Flyback diodes... Those in the mosfets may be good-nough. But, if not, they need to be fast-acting and need to handle the motor-current (maybe even a little more).

Erm, probably some other lessons, as well, but basically what it boiled down to was just trying out the devices... 'cause, certainly, there're ones that can drive your load with a direct input from a uC... right?

(And, again, *I* can't tell anything from the datasheet, so this is in no way a commentary that yours won't work, just some notes of things I never predicted running into)

well thank you for your input :) 

How is the direction decoded in the PWM signal? Further I would probably not use discrete transistors. There are integrated H-bridges like L9910 (a extreme cheap one) for example. But it should also work with two of these double mostfets, four IOs of the attiny an some software.
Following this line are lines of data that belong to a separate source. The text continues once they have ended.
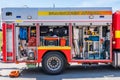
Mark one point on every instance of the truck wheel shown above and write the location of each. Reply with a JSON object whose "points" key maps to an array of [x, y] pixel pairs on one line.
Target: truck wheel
{"points": [[53, 63]]}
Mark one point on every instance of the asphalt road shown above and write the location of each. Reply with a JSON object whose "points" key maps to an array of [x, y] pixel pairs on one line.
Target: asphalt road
{"points": [[102, 72]]}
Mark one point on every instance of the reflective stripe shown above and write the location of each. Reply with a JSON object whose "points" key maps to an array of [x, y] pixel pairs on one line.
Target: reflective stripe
{"points": [[117, 34], [54, 47], [51, 13]]}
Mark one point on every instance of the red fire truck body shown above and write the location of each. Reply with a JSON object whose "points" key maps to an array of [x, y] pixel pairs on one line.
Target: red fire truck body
{"points": [[57, 37]]}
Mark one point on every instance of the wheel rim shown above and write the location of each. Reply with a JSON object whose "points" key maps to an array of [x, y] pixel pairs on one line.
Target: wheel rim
{"points": [[53, 63]]}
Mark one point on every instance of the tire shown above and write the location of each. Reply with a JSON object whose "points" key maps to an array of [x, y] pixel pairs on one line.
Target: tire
{"points": [[53, 63]]}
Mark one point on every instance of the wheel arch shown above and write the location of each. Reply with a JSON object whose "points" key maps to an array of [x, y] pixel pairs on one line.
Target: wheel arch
{"points": [[55, 51]]}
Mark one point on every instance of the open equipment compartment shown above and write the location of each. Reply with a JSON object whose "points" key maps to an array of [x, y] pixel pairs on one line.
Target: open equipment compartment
{"points": [[26, 44], [54, 35], [91, 42]]}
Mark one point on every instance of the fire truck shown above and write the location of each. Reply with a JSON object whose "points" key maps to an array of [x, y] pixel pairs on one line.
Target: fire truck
{"points": [[56, 37]]}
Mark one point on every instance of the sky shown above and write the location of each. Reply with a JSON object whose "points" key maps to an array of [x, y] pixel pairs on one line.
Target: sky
{"points": [[115, 4]]}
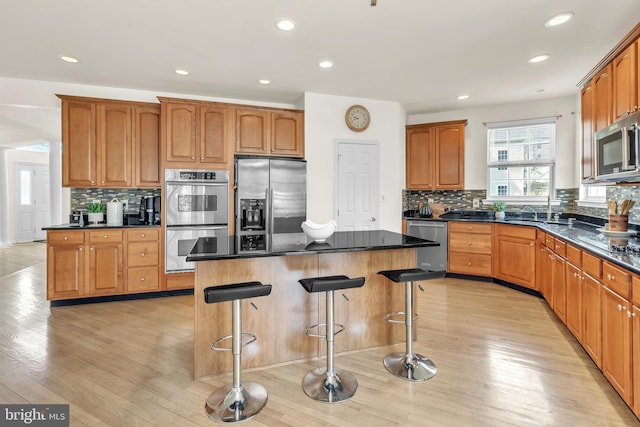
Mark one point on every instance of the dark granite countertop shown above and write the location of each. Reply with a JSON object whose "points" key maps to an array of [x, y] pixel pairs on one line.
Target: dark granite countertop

on start up the pwm input is the center position and lower then is backwards and higher is forwards (i think, could be the other way around) - I've seen mosfet H-bridges while briefly looking but I was ordering those controller boards at voelkner.de and was not able to find an MOSFET h-bridge there. So I've copied the design decisions of the controllers as well and took 6pin MOSFETs ;) 

also: voelkner really isn't the best place to find stuff you might need, only what you know you need.. there was also no L9910 to get there. Just checked.